Not everyone benefits from a happy person! Sometimes, a sad person is exactly what one needs. Simpatico, I suppose. (But always be yourself; you don’t need to be sad to be sympathetic.)
I am a naturally cheerful soul. Fine, I’m goofy! I am convinced that it is my purpose on earth to spread the sunshine. I expect my friends to absorb my joy. I often think that my high spirits will erase their melancholy. It is only today that I realize my bliss is most probably detrimental to their gloom. I merely amplify the temporary absence of happiness in their hearts, or lives.
A fellow blogger expressed her doubt about the effect of her depression to her readers. She wondered if she was a negative influence to them. Was she not promoting sorrow? I commented that her posts were likely doing the opposite as she feared because sometimes the best thing for a depressed person is to know that he/she is not alone. Reading about another person’s emotional and/or psychological challenges, I think, is reassuring. It’s nothing personal. No one is victimized or picked on. It does happen. When we are ready to shrug off the glumness, we will look for and listen to the jolly one.

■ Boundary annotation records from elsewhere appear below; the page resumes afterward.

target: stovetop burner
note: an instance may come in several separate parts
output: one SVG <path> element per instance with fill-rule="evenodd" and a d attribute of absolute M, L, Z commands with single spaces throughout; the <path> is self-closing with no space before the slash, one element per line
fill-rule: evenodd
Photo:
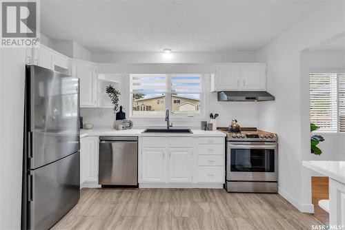
<path fill-rule="evenodd" d="M 274 141 L 277 140 L 276 134 L 259 130 L 256 127 L 242 127 L 240 132 L 231 132 L 228 128 L 217 129 L 226 134 L 228 141 Z"/>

I am cheery in my natural state but it doesn’t mean that I don’t experience the negative emotions. I struggle with anger and despondency, too. In fact, I had to seek help to manage those unwanted trespassers. At one point, my psychologist saw symptoms of Bipolar Disorder II. I am better now. I am able to recognize that when I am in a less than pleasant stage, I tend to cower and shrink to my quiet solitude. I open up my heart, and mouth, when I see it safe for my emotions and me to come out.
I am fortunate to have an innate disposition to [want to] see the truth, eventually, even if it hurts, and to choose joy, even if it means therapy and counseling. I am lucky to have been blessed with the thinking that there is nothing wrong with asking for help. I know now that I can only gain from talking and sharing. But, not everyone has my make-up. I know that, too, so I do my best to practice empathy. That way, I am able to truly sympathize. I can tone down the Poppy in me and be a little like Branch, for that higher purpose! After all, I should really know…
There is no right or wrong emotion; there is a right time for each emotion. The Holy Bible teaches the same: there is a time for everything! There is a place and time for sadness, joy, fear, disgust, anger.
Whatever you’re feeling, don’t resort to evil. It’s unacceptable!